Muck and Mystery
   Loitering With Intent
blog - at - crumbtrail.org
January 09, 2010
Technobabble

Increasingly, I find the digerati to be tedious.

Hall's candidate for the most important invention was not the capture of fire, the printing press, the discovery of electricity, or the discovery of the structure of DNA. The most important invention was ... talking. To illustrate the point, he told a story about a group of prehistoric cavemen having a conversation.

"Guess what?" the first man said. "We're talking." Silence. The others looked at him with suspicion.

"What's 'talking'?" a second man asked.

"It's what we're all doing, right now. We're talking!"

"You're crazy," the third man said. "I never heard of such a thing!"

"I'm not crazy," the first man said. "You're crazy. We're talking."

Talking, undoubtedly, was considered innate and natural until the first man rendered it visible by exclaiming, "We're talking."

A new invention has emerged, a code for the collective conscious, which requires a new way of thinking. The collective externalized mind is the mind we all share. The Internet is the infinite oscillation of our collective conscious interacting with itself. It's not about computers. It's not about what it means to be human — in fact it challenges, renders trite, our cherished assumptions on that score. It's about thinking. "We're talking."
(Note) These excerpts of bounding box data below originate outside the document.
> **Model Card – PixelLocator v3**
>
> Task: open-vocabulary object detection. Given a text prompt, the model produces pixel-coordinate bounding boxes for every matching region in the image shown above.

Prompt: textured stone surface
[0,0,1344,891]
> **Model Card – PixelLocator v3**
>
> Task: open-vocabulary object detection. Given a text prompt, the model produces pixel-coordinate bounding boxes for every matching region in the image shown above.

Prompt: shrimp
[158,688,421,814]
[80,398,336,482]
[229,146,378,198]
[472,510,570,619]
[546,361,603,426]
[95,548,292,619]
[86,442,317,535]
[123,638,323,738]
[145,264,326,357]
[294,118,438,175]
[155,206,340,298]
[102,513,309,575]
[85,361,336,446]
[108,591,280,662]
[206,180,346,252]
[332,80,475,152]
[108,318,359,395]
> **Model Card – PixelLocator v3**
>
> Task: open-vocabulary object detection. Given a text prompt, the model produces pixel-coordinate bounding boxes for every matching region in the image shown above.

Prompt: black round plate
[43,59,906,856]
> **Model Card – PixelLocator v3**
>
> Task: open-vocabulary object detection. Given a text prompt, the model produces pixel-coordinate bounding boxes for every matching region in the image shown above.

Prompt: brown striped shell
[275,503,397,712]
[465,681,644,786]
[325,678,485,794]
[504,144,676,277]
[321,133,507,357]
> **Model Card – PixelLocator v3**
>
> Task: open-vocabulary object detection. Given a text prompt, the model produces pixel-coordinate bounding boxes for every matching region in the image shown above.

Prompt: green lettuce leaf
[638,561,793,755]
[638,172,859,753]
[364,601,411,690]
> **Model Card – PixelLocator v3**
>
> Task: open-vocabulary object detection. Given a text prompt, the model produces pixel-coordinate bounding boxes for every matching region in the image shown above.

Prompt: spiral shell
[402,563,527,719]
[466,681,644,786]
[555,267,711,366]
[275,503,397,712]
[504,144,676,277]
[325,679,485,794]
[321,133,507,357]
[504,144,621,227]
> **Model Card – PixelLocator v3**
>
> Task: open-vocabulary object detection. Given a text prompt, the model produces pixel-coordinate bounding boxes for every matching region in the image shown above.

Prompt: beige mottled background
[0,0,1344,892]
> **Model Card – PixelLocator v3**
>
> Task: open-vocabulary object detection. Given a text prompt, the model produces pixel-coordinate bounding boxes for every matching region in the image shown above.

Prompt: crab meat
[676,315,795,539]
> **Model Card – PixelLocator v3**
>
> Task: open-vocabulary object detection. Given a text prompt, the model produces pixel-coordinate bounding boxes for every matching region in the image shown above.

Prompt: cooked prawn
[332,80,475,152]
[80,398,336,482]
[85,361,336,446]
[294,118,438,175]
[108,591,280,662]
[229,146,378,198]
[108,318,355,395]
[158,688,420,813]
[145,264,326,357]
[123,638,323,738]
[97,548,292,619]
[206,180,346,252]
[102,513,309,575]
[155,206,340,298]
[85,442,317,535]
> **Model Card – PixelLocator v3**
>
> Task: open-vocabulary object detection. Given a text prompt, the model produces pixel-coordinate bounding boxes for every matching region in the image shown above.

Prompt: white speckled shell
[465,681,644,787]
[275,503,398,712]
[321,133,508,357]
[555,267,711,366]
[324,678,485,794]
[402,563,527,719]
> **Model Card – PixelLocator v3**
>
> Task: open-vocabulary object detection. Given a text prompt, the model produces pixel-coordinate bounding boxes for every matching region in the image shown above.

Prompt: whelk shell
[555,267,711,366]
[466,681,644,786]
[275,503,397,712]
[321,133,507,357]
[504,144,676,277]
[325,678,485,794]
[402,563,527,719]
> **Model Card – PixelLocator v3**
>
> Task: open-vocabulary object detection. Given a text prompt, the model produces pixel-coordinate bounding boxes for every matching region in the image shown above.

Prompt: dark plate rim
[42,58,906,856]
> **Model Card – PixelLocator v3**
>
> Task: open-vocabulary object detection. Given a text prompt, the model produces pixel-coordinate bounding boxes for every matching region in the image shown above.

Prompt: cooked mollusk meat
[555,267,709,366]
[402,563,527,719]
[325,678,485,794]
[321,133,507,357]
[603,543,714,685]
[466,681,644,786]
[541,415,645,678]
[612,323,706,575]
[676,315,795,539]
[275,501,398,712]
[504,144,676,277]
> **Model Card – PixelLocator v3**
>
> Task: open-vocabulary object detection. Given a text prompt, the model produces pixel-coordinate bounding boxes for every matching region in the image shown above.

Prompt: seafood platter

One of the advantages of having everyday familiarity with the natural world is that it is trivial to avoid this sort of thought trap. Talking wasn't invented. Plants talk to one another, even bacteria talk to one another, and we can listen to them. They don't rattle and hum so much as stink their thoughts, but it is certainly communication carrying information, often at surprisingly great distances.

I'm not naturally equipped with the range of senses to detect all of the cross chatter from all the living species, and I don't know all of the languages well, but I do know that it is always happening and that I can with effort and attention open a port into that great primeval internet and learn a great deal.

I know if there is a snake in the grass before I see or smell it because I understand some of bird and squirrel speech. I know if predatory insects that attack some pasture species are increasing in numbers because I can smell the volatile chemicals emitted by plants to protect themselves and call for assistance from species that prey on the plant's predators. I know if my cattle are well by they way they act.

The communication is often two-way. I spend my days in fussy little dances with everything from rabbits to hawks in which I signal my intentions with subtle movements ranging from the speed and direction of my path to the direction and duration of my gaze - and they do the same. When I see TV shows such as The Dog Whisperer I marvel that there are humans that do not know these things, while at some other level being fully aware of the fact.

We have always been talking. All primates talk. If you must assign a patent to someone I suppose it would have to be some primeval microorganism at the dawn of life. The internet is just a tool - a still primitive tool - that will be replaced before too long just as smoke signals and jungle drums were replaced in the past, just as a bull bellowing his willingness and need to mate is redundant in an era when his semen is extracted by technicians and frozen so that it can be inserted into some heifer a world and years away.